訴えに耳を傾けたり、本人と一緒に“見えているもの”に近づいたりするうちに、消えることがあります。患者にはリアルに見えているだけに、説得は逆効果で、「そんな人、どこにもいないじゃないか」「虫なんていないでしょ」などと一方的に否定したり、「バカなことを言うな」と怒ったりすると、妄想や暴力、抑うつにつながりかねません。
『認知症を知る』(飯島裕一著、講談社現代新書)
頭ごなしに否定しない、説得しない、怒らない。受け止めて、流すように促すか、流れるまで待つ。そうした対応が求められています。
「演じる」ことの難しさ
人前での演技を生業とする役者でもない限り、意識的に役を演じたり、ウソやフィクションの世界に身を預けることは日常の中でほとんど経験されません。

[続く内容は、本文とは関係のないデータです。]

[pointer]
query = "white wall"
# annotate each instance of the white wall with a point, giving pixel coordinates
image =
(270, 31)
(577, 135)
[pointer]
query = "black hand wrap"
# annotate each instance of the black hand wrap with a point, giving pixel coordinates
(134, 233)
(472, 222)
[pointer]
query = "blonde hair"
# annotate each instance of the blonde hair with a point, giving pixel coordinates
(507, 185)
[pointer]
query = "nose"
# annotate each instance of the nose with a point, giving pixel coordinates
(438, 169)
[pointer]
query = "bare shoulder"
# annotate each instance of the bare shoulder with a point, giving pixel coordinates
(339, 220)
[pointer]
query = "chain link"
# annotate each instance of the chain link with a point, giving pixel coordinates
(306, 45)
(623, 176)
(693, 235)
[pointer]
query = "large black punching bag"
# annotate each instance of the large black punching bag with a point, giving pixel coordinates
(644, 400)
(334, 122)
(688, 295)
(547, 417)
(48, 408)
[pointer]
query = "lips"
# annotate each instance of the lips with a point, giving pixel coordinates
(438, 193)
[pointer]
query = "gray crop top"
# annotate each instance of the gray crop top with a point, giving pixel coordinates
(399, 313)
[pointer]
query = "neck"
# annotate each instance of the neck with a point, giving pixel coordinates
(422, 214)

そうした「演じる」ことの経験不足は、時に介護の場面で不都合を起こすこともあります。
上記のような幻視に対応する方法を頭では分かっていても、ついつい否定してしまったり、怒ったりといったことが頻繁に起こっています。正直さが社会的な評価となっているため、なかなかうまく演じることができず、嘘をつくことに抵抗を感じたり。

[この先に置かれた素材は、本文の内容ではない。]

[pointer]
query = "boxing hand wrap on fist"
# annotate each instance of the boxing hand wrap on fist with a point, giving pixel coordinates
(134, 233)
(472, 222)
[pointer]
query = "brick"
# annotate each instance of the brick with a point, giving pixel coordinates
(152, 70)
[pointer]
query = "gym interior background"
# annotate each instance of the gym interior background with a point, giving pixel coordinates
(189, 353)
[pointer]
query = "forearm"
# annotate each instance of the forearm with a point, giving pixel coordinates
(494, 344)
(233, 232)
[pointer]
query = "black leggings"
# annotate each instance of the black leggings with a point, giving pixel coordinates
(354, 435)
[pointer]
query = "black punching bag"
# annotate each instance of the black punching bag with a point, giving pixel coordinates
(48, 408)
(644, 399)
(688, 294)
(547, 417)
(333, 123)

そうした介護のストレスは、必要以上に介護者の負担となり、また介護される側の不安感をまして不穏な状態につながることもあります。
身近な介護者に求められる柔らかな対応をストレスなくこなすためにプラセボ(偽薬)にはできることがあるかもしれません。
認知症対応モードに自らの意識を持って行くための小道具としてプラセボを利用し、一時的に介護モードへ変身するための儀式を行う。
プラセボ製薬では、そういった何らかの「きっかけ」を提供するプラセボの使い方も提案しています。
参考書籍
上記の引用部を含め、本記事の大半は『認知症を知る』(飯島裕一著、講談社現代新書)を参考とさせていただきました。

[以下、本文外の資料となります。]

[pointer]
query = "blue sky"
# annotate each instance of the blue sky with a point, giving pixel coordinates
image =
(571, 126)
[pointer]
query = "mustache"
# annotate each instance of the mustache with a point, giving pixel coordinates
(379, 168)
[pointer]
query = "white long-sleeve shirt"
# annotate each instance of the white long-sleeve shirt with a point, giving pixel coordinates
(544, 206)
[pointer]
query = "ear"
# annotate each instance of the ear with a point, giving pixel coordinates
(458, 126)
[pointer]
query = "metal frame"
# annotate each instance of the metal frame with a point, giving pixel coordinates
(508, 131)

『認知症を知る』は、認知症についての高度な医学的知識を得るための入門書として最適な一冊です。
大変高度な科学的記載についてその全てを理解することは難しいと思われますが、認知症についてより詳しいことが知りたい方、病気の原因や発症に至る理論、認知症を根治する試みとしてどういった研究が進められているのか、など詳しく勉強しようとされている方にとっては手掛かりに満ちた本になっています。
参考映画
また認知症ではありませんが、精神病棟で幻視を訴える患者に対してどんな対処を取ると良いのかを考える上で最も参考となる映画があります。
『パッチ・アダムス』の序盤、病室にリスが現れて…。
未見の方は、ぜひ一度ご覧ください。